第10話 魔女にさよならを

「魔女っていう仕事はね、人助けなのよ」


 黙りこくってしまった私たちに、モクさんはそう話しかけた。


「魔法はその手段でしかない。困ってる人の話を聞いてあげたり、恋愛相談に乗ったり、そういうお仕事なのよ。──だからイオ、サキちゃんを助けてあげなさい」


「……ママ、それってどういう……?」


「魔女見習いとして、そろそろお仕事も経験する頃よ。サキちゃんの悩みに寄り添って、彼女の支えになるような答えを示しなさい。これは修行の一環、しっかりね」


 悩み……? 考えたくもない。

 一番の悩みは、今この状況だよ。お別れは嫌だ。

 また、私から大事な人を奪うの? ひどいよ。

 たとえイオだって、解決なんかできっこないよ。


 でも。そんな私に、イオはよっし! と手を叩く。

 水晶玉をどん、と置いて、言った。


「サキ、あたしは魔女になるの。魔女イオの最初のお客さんが、サキになるのよ。さあ、悩みをどうぞ」


「……イオは、私と会えなくなっても寂しくないの……?」


「ばか。寂しいに決まってるでしょ。でも仕方ないの。このままじゃサキは消えちゃうし、誰も幸せにならないわ。お別れするなら、最後にいっぱい、助けてあげたいのよ!」


 イオ……。

 私は泣きそうだった。そうか、イオは覚悟を決めてるんだ。

 私は、強くなりたいんだった。

 目元を拭って、椅子に座り直す。

 悩みかあ。

 じゃあ、これしかない。最後だもの、全部言っちゃえ。

 私は、話した。

 引っ越す前のこと、後のこと。

 幼なじみの樹のこと。彼にたくさん、支えてもらったこと。

 だけど遠く、離れ離れになっちゃって、もう会えないかもってなって。

 学校にもうまくなじめなくて、でもそんな時にイオと出会ったこと。

 イオがいてくれるから、毎日が楽しくなってきて。

 学校も辛くなくなってきて。

 それなのに、イオともお別れすることになっちゃったこと。

 目が、すっごく熱かった。ほっぺたがくすぐったかった。

 イオはそんな私の手を握りながら、うん、うんって聞いてくれて。

 ようやく話終わった私に、こう言った。


「——サキ。あなた、ひとつ勘違いしているわ」


「……勘違い?」どういうこと。


「あなたの大切な幼なじみとは、何ももう会えないわけじゃないでしょ」


 びしり、と指を伸ばすイオ。

 だけど、すごく遠くだもん。会えないのと変わりないもん。

 それに私も樹も、スマホ持ってないし……これは言わなかったけど。


「じゃあ、手紙は? 書けるでしょう」


 手紙。私ははっとする。

 樹との、小さい頃の思い出。誕生日に、わざわざ書いて交換してた。

 話せばすぐに終わるようなことも、頑張って書いていたっけ。


 そっか。

 私が勝手に、落ち込んでいただけだったってことなのか。


 ことん、とカップが置かれる。

 モクさんが、気付いたようね、と微笑んでいた。


「だからそこまで落ち込むことはなかったのよ。まだサキは頼る人が必要で、それは子どもだから仕方ないわ。だから、その樹って男の子に頼ればいいの。

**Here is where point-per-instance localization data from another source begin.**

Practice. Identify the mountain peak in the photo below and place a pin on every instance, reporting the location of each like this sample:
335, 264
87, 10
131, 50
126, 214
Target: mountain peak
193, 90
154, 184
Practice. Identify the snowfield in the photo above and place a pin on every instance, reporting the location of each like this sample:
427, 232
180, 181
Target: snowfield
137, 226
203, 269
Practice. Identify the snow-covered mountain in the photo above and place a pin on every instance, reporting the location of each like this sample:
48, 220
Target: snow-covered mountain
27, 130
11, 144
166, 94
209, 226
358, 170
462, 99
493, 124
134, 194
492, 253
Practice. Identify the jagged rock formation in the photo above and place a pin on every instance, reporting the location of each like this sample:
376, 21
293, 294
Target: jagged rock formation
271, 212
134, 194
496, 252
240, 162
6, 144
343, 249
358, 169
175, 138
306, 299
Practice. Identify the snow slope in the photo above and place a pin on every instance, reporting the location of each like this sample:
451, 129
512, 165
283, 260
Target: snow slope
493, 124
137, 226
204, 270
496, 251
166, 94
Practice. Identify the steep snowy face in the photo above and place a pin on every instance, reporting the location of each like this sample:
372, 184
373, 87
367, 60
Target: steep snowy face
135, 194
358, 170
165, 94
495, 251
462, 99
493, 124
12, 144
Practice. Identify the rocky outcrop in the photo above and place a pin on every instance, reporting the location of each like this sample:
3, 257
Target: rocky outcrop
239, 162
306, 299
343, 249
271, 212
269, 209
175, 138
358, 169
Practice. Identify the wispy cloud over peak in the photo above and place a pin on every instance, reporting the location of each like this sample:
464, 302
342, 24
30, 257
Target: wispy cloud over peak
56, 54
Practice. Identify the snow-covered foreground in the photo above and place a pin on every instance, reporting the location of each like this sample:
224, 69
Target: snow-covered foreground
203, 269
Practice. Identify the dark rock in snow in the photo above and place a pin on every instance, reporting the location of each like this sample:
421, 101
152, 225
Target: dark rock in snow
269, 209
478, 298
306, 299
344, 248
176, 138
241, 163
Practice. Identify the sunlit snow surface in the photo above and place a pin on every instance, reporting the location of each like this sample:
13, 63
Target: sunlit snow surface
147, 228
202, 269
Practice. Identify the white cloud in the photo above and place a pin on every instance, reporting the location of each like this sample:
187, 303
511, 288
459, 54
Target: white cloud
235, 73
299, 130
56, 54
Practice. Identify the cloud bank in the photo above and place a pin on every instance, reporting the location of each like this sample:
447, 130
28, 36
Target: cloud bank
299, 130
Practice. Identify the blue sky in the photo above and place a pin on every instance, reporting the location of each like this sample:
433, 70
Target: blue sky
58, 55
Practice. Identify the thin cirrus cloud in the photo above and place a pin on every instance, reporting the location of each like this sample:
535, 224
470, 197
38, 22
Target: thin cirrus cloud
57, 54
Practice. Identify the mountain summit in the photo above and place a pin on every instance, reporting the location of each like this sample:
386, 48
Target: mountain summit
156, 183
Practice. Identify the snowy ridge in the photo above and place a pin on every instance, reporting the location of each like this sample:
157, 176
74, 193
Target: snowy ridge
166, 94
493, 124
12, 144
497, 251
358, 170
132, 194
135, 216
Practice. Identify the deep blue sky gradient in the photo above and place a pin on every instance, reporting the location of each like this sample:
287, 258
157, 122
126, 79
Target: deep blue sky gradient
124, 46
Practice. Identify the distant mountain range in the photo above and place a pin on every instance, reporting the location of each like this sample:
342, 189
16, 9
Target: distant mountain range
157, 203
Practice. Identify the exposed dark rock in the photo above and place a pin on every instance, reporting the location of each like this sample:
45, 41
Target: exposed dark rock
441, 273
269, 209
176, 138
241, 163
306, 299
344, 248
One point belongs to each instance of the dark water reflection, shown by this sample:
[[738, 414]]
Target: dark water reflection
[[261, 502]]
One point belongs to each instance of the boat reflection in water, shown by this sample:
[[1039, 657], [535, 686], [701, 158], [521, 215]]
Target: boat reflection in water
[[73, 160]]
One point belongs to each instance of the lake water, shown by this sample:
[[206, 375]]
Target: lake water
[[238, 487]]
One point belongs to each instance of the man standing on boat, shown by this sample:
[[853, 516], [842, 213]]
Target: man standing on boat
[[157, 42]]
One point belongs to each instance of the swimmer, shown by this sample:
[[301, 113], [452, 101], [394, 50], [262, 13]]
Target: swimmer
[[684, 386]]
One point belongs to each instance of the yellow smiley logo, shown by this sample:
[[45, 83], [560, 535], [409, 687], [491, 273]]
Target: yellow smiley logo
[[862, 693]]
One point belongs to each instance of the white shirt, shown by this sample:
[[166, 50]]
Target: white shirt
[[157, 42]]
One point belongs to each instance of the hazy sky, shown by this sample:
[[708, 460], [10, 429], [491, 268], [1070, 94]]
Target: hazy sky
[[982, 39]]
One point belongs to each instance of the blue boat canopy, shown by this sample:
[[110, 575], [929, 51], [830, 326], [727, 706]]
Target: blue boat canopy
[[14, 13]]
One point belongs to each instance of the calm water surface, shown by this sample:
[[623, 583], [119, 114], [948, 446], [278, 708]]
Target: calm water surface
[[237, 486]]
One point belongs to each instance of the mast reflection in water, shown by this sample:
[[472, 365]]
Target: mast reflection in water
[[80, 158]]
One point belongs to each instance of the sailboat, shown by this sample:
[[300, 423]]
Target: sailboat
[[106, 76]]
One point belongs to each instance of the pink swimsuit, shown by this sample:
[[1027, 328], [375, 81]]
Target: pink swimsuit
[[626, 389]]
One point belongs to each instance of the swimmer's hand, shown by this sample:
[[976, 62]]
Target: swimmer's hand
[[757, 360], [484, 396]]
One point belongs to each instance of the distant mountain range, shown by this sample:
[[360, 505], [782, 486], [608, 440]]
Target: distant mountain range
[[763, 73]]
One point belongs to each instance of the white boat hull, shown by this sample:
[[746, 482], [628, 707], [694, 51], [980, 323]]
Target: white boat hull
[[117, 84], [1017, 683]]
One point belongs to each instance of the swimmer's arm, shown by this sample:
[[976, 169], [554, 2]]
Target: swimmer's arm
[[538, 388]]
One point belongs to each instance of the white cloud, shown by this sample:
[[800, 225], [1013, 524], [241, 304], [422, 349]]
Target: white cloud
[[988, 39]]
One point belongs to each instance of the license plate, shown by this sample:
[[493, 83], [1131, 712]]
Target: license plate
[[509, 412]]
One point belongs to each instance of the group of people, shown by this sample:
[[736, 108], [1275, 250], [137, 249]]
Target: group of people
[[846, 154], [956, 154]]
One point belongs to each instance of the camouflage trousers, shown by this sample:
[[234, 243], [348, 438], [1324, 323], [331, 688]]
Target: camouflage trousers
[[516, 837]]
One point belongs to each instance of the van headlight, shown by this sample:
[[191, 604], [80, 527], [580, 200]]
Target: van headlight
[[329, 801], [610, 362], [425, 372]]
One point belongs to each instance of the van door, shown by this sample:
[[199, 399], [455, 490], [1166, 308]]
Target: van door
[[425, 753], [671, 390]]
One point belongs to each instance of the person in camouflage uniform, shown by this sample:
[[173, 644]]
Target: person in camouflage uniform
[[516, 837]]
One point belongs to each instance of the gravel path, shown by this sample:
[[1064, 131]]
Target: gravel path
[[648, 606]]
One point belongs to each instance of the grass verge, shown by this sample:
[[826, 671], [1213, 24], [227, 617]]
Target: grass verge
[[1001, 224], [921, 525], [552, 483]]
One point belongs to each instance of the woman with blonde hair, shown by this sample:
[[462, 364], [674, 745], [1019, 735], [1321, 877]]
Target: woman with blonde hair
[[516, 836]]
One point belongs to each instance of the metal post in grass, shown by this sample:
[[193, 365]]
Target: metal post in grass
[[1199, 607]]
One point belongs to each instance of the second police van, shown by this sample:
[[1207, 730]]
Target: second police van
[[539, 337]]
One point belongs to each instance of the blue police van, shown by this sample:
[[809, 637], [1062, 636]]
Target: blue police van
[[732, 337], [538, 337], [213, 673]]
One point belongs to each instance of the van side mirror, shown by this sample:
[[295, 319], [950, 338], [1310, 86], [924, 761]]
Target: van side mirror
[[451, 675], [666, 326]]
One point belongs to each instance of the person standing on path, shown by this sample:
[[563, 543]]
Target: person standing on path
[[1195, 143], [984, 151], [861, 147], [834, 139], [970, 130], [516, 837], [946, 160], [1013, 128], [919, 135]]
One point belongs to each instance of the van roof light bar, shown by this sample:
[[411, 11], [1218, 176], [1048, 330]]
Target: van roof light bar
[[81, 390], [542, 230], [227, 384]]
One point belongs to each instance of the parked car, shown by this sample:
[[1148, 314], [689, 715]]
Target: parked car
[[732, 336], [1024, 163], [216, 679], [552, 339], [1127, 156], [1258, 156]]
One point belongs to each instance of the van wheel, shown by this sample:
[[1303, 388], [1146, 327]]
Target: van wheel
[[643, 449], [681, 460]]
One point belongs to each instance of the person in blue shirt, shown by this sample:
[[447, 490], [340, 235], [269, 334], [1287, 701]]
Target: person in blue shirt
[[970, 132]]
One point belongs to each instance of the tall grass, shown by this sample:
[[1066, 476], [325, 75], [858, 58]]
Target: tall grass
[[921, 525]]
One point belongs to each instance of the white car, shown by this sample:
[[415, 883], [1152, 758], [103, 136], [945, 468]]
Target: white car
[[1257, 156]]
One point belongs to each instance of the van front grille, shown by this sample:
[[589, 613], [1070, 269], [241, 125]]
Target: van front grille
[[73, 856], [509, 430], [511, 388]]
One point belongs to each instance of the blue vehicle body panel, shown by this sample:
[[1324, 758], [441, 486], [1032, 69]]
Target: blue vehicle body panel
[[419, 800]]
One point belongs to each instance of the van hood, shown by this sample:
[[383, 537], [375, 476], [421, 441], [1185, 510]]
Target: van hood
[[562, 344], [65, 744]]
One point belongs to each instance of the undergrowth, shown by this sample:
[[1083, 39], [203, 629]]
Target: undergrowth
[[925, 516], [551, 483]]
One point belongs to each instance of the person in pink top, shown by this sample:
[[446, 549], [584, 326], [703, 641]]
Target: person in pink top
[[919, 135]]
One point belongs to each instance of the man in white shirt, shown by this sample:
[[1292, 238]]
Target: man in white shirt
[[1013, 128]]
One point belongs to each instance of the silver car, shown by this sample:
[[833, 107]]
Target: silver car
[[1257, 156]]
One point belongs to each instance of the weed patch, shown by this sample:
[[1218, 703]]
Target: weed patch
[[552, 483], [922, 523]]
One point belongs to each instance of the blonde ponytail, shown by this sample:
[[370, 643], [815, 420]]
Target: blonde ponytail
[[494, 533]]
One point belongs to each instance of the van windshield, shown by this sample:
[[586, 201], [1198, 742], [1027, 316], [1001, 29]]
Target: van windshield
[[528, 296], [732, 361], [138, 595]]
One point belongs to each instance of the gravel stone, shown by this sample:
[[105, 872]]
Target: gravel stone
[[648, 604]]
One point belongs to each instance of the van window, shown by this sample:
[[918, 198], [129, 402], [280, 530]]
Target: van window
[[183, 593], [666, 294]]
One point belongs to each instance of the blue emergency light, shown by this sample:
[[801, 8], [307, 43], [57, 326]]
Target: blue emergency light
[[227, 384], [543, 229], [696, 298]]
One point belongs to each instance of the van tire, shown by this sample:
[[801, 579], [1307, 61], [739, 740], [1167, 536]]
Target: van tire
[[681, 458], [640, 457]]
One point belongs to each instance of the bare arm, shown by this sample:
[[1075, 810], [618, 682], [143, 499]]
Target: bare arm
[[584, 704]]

サキが自信を持てるまで、ね?」


 イオはそう言って、水晶玉を片付ける。

 占うまでもなかったわ。あたし、実は占い苦手なのよね。

 そのぼやきが、私にはちょっぴり面白くて。

 思わず笑みがこぼれちゃった。


「ほら、もう帰る時間よ!」


 イオに引っ張られて、ドアの前へ。

 モクさんも来てくれた。


「ねえ。……もう、本当に会えないの」


「ええ。でもこういうことも人生にはあるのよ。ひと足さきに、大人の経験したってことにしましょ!」


 えへへ、と笑う大好きな魔女。心なしか、目がきらきらしてる。


「今日までのことは、二人の秘密よ。もう会えなくても、サキ、あなたのことは絶対に忘れないわ」


「私も。私も……! イオのこと、ずっっっと覚えてるから!」


 ぎゅう、とイオを抱きしめる。イオの身体はぽかぽかして、じんわり、不安を溶かしてくれるみたいで。

 名残惜しいけど、繋いでいた手が離れていって。

 帰らなくちゃ。

 目の前が涙でゆらゆらしながらも、ずーっと、私は手を振り続けた。

 だんだん、イオとモクさんが小さくなっていく。

 赤い屋根が見えなくなって、ふと前を向いたら。

 ごめんねと言おうと思ったネネもいない。

 あわてて振り返ると——。


 通ってきた道もなくなっていて。


 色褪せた鳥居の下に、私は立っていた。